I am currently trying to aggregate some subjects from openneuro with different dataset properties, for example by age, scan type, fieldmaps etc…
After cloning openneuro: datalad install ///openneuro
I search for specific filters (for example male 40yo) with: datalad -c datalad.search.index-egrep-documenttype=all search bids.subject.age:40 bids.subject.sex:male
How can I list all the values that exists for a given field? For example to list all manufacturers on openneuro, that could look like: datalad list bids.Manufacturer
How to check if some files exists for all the sub-datasets? For example to check for different fieldmaps (phase difference map): datalad exists *_magnitude1.json
Thank you for showing interest in datalad search. FWIW – as there is ongoing work on refactoring metadata storage etc, and there numerous issues with openneuro datasets complicating streamlinging this process, I have stopped extracting/aggregating metadata for openneuro (openneuro itself doesn’t do that, so it was up to us – datalad – to do that). Now that I see that there is interest, I will try to find time to re-introduced extraction of metadata. Hopefully within a week or two. Meanwhile, metadata will not be complete. Back to the specific questions
How can I list all the values that exists for a given field?

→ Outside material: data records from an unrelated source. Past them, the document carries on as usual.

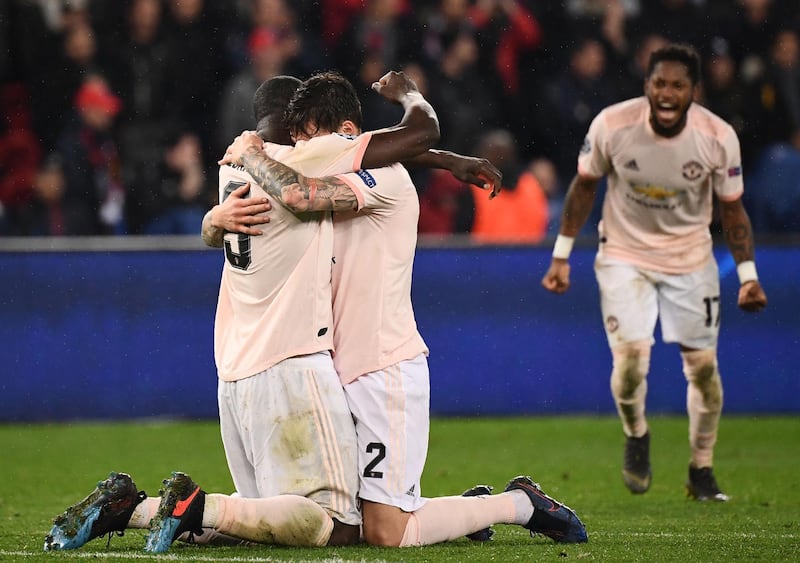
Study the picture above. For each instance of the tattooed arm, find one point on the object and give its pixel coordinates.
(577, 208)
(295, 191)
(739, 237)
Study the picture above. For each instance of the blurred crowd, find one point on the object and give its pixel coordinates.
(115, 112)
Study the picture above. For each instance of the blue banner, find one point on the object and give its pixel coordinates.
(129, 334)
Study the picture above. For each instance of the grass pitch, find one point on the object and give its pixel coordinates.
(577, 460)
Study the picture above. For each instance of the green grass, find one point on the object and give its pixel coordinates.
(45, 468)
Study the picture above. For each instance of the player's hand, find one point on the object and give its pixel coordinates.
(238, 214)
(752, 297)
(394, 86)
(234, 152)
(557, 277)
(478, 171)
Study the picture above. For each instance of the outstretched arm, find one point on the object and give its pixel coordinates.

$> datalad search --show-keys full 'bids.Manufacturer$'
bids.Manufacturer
in 128 datasets
has 20 unique values: 'ANT'; 'Agilent'; 'Biosemi'; 'Brain Vision'; 'Bruker BioSpin MRI GmbH'; 'Bruker'; 'CTF'; 'Elekta/Neuromag'; 'GE 3 Tesla MR750'; 'GE MEDICAL SYSTEMS'; 'GE'; 'General Electrics'; 'Neurofile NT'; 'Philips Medical Systems'; 'Philips'; 'SIEMENS '; 'SIEMENS'; 'Siemens'; 'g.tec'; 'gtec'
How to check if some files exists for all the sub-datasets?
Perhaps in addition to the approach Yarik nicely described - I catalog several metadata fields for all of our public datasets in this google sheet. This could help find datasets that match what you are looking for (e.g. ages, modalities)
@yarikoptic The commands that you showed will really help me, thank you for that. @franklin I will definitively check you google sheet, this is also really usefull for the community, thank you!